En fait, c'est davantage à partir de matériaux documentaires que Chris Marker aura passé sa vie à inventer des formes réflexives vertigineuses. D'abord en compagnie d'Alain Resnais, pour 'Les statues meurent aussi' (1953), réflexion dépouillée sur la mort, la mémoire et l'art, censurée pendant huit ans par les autorités françaises pour son anticolonialisme.
Proche sous certains aspects du cinéma-vérité ou « cinéma du réel » pratiqué à la même époque par Jean Rouch, Marker exprime néanmoins une singularité très forte à travers les textes qui constituent les voix-off de ses films, et qui tiennent autant de l'essai que du poème, de l'histoire que de la philosophie. En 1982, avec 'Sans soleil', il livre ainsi un sommet de mise en abyme songeuse, croisant l'Islande, la Guinée-Bissau, le Japon, les volcans ou les métropoles. Là encore, revient la question de la disparition, du souvenir. Et du cinéma, qui ravit les images à la mort.

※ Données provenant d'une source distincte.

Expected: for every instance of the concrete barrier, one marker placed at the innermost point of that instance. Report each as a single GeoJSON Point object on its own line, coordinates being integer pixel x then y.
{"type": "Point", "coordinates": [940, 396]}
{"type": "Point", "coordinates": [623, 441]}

Mais depuis les années 2000, c'est à travers Internet que Marker diffusait ses films, à partir d'un compte YouTube au nom de Kosinki, ou de vidéos diffusées au hasard du Net. Cinéaste secret, Marker a ainsi pris le maquis, s'est fondu dans la toile, liquéfiant son statut de cinéaste-culte dans le grand océan digital et anomique, démocratique et anonyme. Ou se retrouvant sur un site personnel étonnant - avec l'humilité de le prétendre en construction. Concernant le cinéma contemporain et ses formes possibles de création, de diffusion, de communication, il y a sans doute une grande leçon à en tirer. Et à méditer. Mais quand même, pour l'heure, on l'avoue : on est surtout triste. Et le chat rêveur aussi.